Op de eeuwenoude compositie ‘Air’ van J.S. Bach wordt door het gehele ensemble een frisse, speelse dans uitgevoerd. Impressionant is het intermezzo met taiko-percussionist Bert Gits bijgestaan door Kristo en Nicolas Thijs waarop de dansers een uitbundig fysieke, bijna rituele dans, uitvoeren. Ze vallen daarna uitgeput neer. Er wordt rook geproduceerd. Hun lichamen lijken te dampen van inspanning. Verdwijnen daarna in de nevelslierten. Mooi en indrukwekkend tegelijk. Het doet denken aan onze vergankelijkheid.

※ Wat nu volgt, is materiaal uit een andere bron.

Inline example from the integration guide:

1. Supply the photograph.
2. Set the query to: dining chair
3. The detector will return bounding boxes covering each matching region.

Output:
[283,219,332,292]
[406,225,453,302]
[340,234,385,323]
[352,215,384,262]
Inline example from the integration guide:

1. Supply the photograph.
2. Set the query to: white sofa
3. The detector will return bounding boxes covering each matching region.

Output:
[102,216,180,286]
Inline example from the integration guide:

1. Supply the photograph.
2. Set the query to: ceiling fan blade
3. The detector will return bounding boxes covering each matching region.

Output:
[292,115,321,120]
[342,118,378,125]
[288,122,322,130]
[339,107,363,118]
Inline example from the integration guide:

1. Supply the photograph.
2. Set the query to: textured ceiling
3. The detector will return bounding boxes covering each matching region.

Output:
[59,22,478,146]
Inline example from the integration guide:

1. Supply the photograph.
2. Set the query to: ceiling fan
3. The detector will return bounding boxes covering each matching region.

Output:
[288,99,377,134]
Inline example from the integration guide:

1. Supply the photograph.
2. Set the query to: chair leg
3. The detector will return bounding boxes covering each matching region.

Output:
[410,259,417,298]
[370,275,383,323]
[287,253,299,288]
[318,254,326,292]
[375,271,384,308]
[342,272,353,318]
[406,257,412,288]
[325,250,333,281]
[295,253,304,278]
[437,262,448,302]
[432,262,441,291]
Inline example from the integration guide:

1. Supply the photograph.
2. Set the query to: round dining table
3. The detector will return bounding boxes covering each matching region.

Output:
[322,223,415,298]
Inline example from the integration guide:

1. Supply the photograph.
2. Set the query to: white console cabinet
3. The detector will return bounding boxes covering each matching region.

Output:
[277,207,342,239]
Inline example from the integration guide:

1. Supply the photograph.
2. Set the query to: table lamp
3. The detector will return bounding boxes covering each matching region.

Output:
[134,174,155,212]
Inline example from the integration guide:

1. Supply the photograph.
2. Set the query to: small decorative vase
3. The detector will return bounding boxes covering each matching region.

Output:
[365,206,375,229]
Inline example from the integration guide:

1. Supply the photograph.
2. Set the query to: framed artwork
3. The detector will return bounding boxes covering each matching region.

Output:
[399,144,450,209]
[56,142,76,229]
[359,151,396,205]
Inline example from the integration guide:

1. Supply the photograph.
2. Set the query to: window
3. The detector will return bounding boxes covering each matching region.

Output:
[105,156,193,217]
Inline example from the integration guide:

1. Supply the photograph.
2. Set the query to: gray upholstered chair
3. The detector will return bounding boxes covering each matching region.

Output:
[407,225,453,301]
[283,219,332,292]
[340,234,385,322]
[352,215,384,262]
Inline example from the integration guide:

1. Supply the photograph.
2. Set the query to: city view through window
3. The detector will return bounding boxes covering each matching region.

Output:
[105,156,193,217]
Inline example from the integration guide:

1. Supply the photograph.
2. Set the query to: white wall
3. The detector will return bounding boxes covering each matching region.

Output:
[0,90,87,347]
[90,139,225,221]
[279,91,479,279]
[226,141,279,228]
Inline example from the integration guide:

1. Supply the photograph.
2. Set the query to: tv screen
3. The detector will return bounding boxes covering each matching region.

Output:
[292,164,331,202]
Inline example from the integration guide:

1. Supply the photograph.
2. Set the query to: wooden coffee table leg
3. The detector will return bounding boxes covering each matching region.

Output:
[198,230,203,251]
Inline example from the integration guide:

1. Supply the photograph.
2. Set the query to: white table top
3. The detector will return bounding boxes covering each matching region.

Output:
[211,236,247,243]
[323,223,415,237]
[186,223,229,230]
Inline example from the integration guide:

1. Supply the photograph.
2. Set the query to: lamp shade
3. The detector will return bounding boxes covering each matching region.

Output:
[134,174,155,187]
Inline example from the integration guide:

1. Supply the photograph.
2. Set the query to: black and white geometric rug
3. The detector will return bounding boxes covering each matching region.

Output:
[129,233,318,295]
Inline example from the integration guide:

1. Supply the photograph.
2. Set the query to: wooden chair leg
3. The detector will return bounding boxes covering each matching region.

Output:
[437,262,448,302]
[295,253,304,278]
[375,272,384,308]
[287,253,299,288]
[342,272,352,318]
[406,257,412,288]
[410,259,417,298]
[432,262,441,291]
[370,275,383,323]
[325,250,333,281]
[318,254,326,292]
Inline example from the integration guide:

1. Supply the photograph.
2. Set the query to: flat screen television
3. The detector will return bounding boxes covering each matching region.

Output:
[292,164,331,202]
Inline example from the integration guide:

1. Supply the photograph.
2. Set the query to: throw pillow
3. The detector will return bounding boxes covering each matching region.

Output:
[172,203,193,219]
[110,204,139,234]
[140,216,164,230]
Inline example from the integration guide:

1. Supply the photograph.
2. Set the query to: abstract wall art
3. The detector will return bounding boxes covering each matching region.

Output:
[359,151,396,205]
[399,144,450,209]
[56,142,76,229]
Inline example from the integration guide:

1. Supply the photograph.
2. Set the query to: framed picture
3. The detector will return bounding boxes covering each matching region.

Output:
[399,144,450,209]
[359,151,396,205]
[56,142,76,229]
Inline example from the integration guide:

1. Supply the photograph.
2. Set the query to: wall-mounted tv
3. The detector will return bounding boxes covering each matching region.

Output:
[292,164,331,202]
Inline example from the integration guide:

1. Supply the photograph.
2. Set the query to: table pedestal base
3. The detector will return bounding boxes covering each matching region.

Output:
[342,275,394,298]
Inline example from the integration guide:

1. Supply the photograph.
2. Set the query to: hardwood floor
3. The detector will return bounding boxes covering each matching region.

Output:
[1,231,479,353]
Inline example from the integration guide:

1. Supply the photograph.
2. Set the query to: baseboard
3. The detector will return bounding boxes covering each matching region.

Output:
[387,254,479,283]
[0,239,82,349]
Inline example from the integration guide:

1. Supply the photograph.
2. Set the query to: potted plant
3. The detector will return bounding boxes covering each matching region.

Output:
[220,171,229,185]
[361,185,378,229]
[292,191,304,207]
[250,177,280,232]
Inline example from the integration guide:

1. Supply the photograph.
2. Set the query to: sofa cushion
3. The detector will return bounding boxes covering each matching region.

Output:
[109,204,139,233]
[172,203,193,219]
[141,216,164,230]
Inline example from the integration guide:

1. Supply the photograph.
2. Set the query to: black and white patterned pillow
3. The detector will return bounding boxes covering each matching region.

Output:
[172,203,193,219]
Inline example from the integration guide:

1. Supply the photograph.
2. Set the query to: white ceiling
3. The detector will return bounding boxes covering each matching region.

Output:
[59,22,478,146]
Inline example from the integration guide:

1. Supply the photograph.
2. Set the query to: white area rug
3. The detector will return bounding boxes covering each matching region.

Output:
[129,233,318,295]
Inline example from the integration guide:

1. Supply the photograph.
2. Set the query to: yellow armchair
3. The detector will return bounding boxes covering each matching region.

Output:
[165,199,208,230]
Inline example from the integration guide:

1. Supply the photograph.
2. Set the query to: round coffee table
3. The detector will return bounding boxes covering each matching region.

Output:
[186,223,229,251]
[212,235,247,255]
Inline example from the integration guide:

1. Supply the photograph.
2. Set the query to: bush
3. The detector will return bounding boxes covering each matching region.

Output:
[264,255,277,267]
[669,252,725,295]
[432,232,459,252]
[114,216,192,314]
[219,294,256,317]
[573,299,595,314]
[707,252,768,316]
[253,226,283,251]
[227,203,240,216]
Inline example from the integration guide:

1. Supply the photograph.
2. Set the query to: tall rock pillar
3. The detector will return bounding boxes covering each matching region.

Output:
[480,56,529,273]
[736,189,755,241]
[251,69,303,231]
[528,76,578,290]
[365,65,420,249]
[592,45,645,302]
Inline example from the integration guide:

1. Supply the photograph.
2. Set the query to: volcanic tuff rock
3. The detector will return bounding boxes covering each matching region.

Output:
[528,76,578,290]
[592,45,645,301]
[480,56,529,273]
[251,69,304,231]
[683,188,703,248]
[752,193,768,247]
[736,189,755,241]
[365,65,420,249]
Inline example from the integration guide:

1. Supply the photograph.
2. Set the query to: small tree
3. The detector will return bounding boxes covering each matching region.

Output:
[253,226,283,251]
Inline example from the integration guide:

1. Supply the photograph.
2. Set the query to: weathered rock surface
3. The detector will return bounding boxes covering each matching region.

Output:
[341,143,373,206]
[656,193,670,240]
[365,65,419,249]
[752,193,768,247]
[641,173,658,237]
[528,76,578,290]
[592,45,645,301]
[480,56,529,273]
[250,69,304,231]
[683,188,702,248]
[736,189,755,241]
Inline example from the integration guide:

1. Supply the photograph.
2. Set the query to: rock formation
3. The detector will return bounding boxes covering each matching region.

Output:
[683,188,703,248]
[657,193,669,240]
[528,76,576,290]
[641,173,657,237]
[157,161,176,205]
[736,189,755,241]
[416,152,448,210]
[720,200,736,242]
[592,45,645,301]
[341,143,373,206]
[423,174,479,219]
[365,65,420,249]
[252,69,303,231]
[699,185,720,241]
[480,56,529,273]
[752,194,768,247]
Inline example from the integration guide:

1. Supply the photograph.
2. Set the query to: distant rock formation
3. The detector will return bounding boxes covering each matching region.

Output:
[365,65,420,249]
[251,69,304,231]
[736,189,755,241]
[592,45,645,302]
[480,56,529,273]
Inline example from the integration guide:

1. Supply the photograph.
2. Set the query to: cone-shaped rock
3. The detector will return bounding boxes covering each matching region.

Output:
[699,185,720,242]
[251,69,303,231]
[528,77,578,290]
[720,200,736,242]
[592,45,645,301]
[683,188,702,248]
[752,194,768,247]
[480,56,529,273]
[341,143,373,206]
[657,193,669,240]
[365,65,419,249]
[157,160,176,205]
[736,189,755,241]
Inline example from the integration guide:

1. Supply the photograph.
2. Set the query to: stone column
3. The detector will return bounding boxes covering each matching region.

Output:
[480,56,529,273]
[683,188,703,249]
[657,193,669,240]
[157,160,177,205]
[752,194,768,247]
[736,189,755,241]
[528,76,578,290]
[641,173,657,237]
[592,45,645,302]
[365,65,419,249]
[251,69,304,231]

Knap is ook de scène waarin drie wanden naar elkaar toegeschoven worden. Wie kent niet de uitdrukking ‘de muren komen om mij af!’ en een man emotioneel de pedalen verliest. Hij wordt door een andere man voorzichtig tactiel benadert. Dat hij niet alleen is, dat er schouders zijn om op te steunen, beurt hem stilaan op. Tederheid, onbaatzuchtige liefde krijgt hier een gelaat. Verleiding komt aan bod in een geraffineerd stukje tango.
Isabelle Beernaert toont in deze voorstelling een stilistische veelzijdigheid en stelde het expressieve potentieel scherp. Danstechnisch laten de dansers een heel palet zien van tederheid tot halsbrekende acrobatie. De intensiteit van de muziek doet iets met je. Ze slaat een warm deken rond de wereld.
Toch een puntje van kritiek. Op het laatst presenteren de dansers zich een voor een en krijgen een welverdiend applaus. Maar nee, dan is de voorstelling nog niet ten einde. Op een donkere scène wordt de vleugelpiano opgerold omgeven door lichtjes. Kristo speelt en zingt nog een laatste lied ‘Help me trough the night’ van Gladys Knight terwijl de dansers een voor een een lichtje gaan nemen en in de zaal verdwijnen. Op zich weliswaar mooi, maar té veel van het goede!